I’m sad to report that we didn’t win the lottery last night. I’m not sure why I’m always surprised when our numbers don’t match. A feeling of disappointment comes over me when we need to reshelf our “early retirement, Block Island dream house, pay off everyone’s mortgage” plans. Truthfully, money isn’t even what our family dreams about most. Our real dream is for words.
A friend of mine posted a question on Facebook yesterday, “If you could have one free day of any illness, what would you do?” THAT is a lottery that our family would love to win! I spent only a second before answering, “We would listen to Jack’s stories all day long.”
Jack does not speak, sign or write notes. Not only do I miss hearing him say “I love you Mommy”, but his lack of speech makes certain situations particularly challenging. We were at the hospital two weeks ago with Jack. He was clearly sick and not able to tell us what was bothering him. Not knowing if it was his stomach, his throat or his ears created the need for additional tests and extra worries. Even on a typical day Jack’s silence is complicated. His inability to call out if he needs us in the night sets Jack apart from even a young baby.

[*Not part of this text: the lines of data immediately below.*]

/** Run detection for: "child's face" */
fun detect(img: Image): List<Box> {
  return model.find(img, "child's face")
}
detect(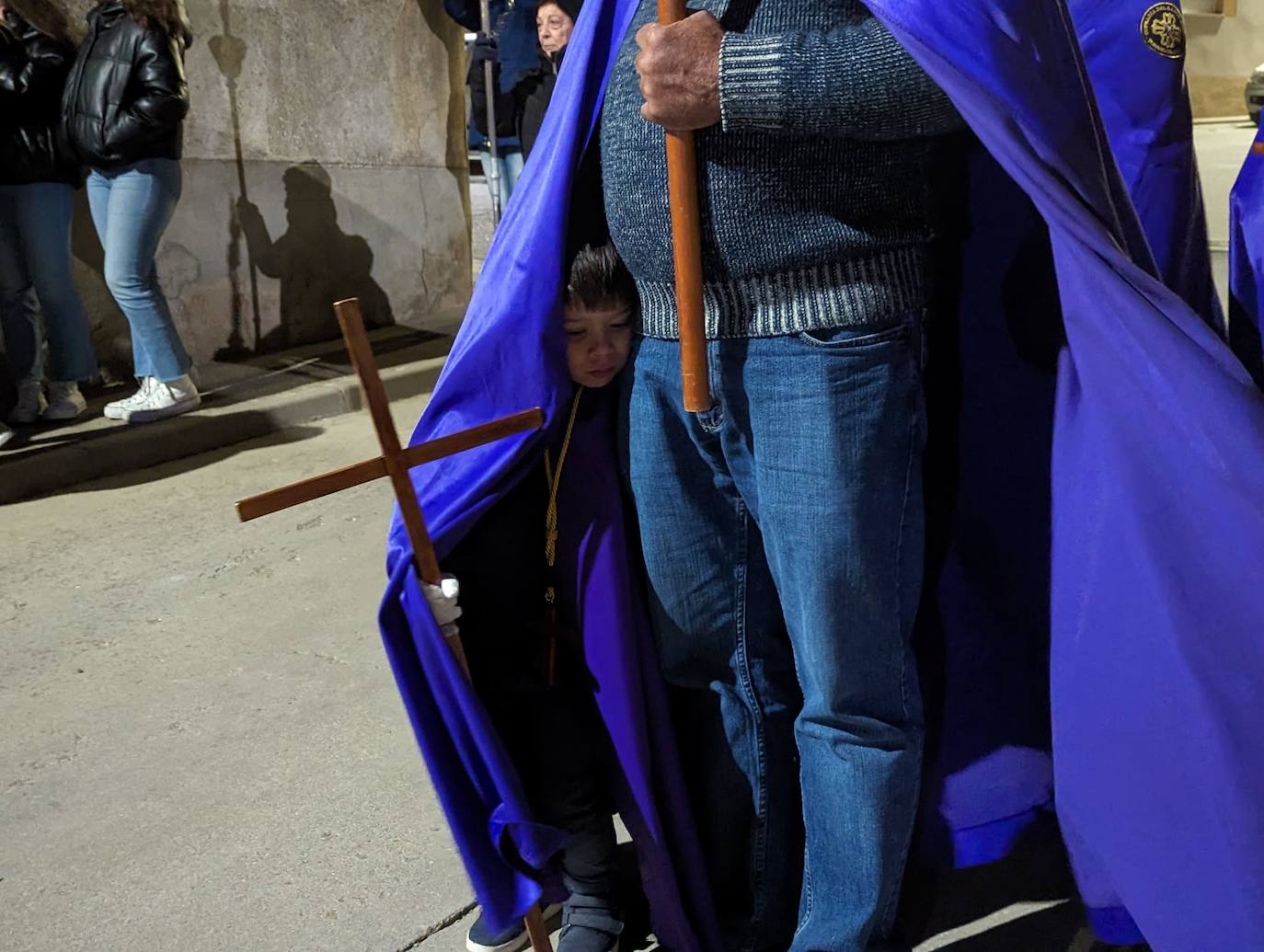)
[565,298,632,387]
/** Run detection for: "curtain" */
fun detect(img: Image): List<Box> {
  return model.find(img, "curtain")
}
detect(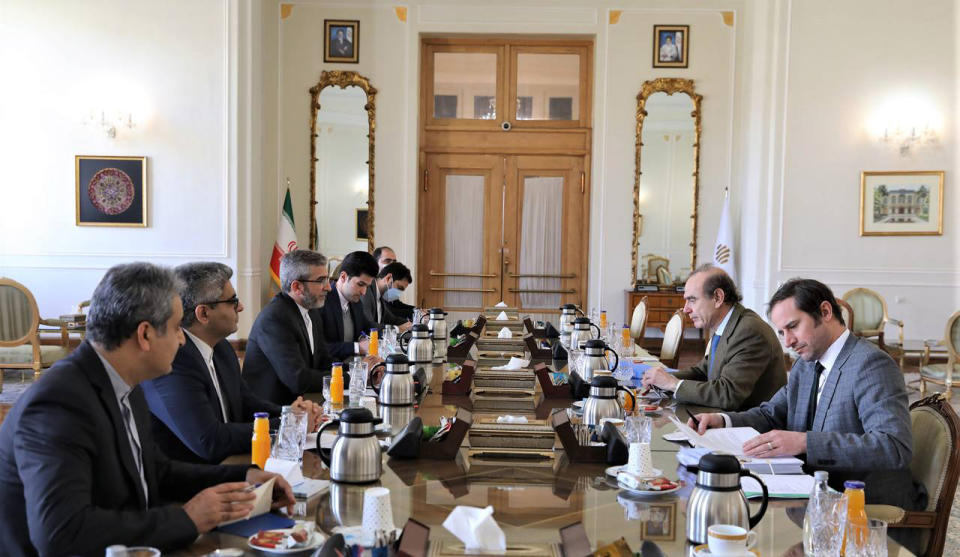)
[519,176,563,309]
[444,174,484,309]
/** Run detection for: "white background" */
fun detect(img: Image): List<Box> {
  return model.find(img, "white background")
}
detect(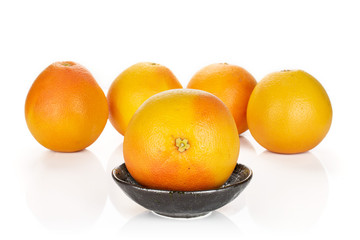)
[0,0,360,239]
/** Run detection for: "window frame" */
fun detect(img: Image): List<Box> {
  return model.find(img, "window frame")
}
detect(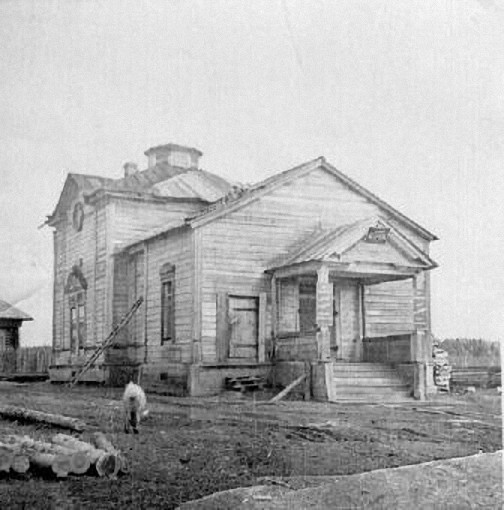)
[159,264,176,345]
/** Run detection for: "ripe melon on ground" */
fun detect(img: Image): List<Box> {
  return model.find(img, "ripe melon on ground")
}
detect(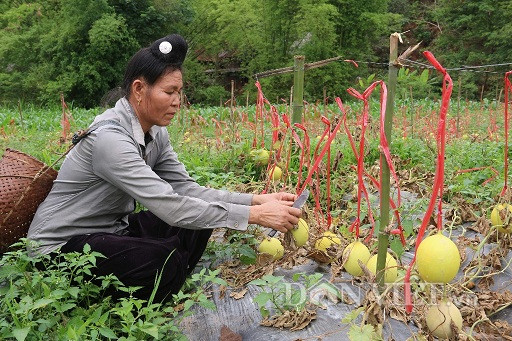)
[416,232,460,283]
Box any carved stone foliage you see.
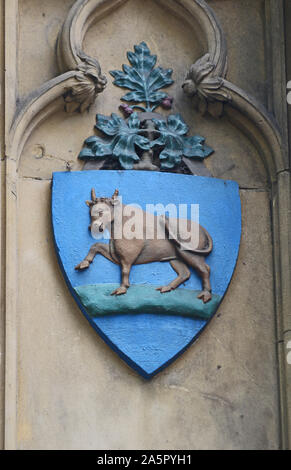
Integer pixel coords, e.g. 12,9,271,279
183,53,231,117
79,42,213,170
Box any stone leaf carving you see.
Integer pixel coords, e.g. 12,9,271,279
182,53,231,117
64,52,107,113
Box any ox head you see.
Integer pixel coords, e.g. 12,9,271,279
86,188,120,240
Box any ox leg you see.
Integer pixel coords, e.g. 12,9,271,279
157,259,191,294
75,243,117,271
111,262,132,295
179,250,212,304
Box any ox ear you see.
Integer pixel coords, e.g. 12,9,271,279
110,189,120,206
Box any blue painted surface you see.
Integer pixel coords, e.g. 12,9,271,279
52,171,241,378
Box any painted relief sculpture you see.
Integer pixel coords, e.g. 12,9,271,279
52,42,241,378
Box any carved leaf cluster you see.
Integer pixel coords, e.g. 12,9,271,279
79,113,213,170
79,113,150,170
151,114,213,169
110,42,173,111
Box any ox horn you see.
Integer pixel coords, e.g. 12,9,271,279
91,188,97,202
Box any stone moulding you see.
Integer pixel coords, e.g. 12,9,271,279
5,0,291,449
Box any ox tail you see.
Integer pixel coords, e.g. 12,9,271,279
164,217,213,256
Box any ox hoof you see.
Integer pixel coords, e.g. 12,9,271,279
156,286,172,294
111,286,127,295
75,260,90,271
197,290,212,304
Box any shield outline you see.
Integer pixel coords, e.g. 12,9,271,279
52,170,241,379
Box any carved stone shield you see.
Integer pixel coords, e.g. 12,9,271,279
52,170,241,378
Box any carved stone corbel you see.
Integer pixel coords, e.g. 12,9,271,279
182,53,231,117
64,52,107,113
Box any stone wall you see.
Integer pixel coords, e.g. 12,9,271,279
0,0,291,450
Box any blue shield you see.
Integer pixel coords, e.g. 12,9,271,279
52,171,241,378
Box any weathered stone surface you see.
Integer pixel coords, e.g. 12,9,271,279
18,0,74,97
18,180,278,449
0,0,291,449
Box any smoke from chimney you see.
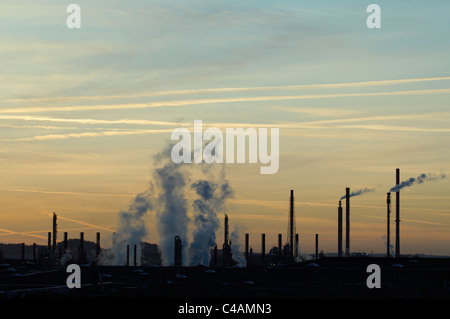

Strangers often have a difficult time understanding. They assume that his speech is limited or difficult to understand. I try to be clear, explaining that the only sounds Jack makes are sneezing, coughing and laughing.
“But how do you know when Jack’s hungry or sad?” I try to explain that although he can’t be specific, Jack is able to communicate most of his needs without words. When he locks his eyes on yours he is able to be quite clear. I’m not really sure how he manages this, but people who love Jack learn quickly how to read his eyes and his silence becomes less quiet. While he might not be able to tell you when he has a sore throat, he can fill a room with stories without saying a word.
It doesn’t mean that we are content with Jack’s silence. Seven years after ALD stole his words l still dream of hearing them. Dreams so realistic I can still hear the sound of his voice when I open my eyes. It’s hard to wake up smiling only to realize that it was just a dream, but I won’t trade those magical moments for a winning lottery ticket (even the $485 million variety)!!
Jack does use an iPad and (mostly at school) has some success answering questions AND Jack is able to sigh one thing — I LOVE YOU.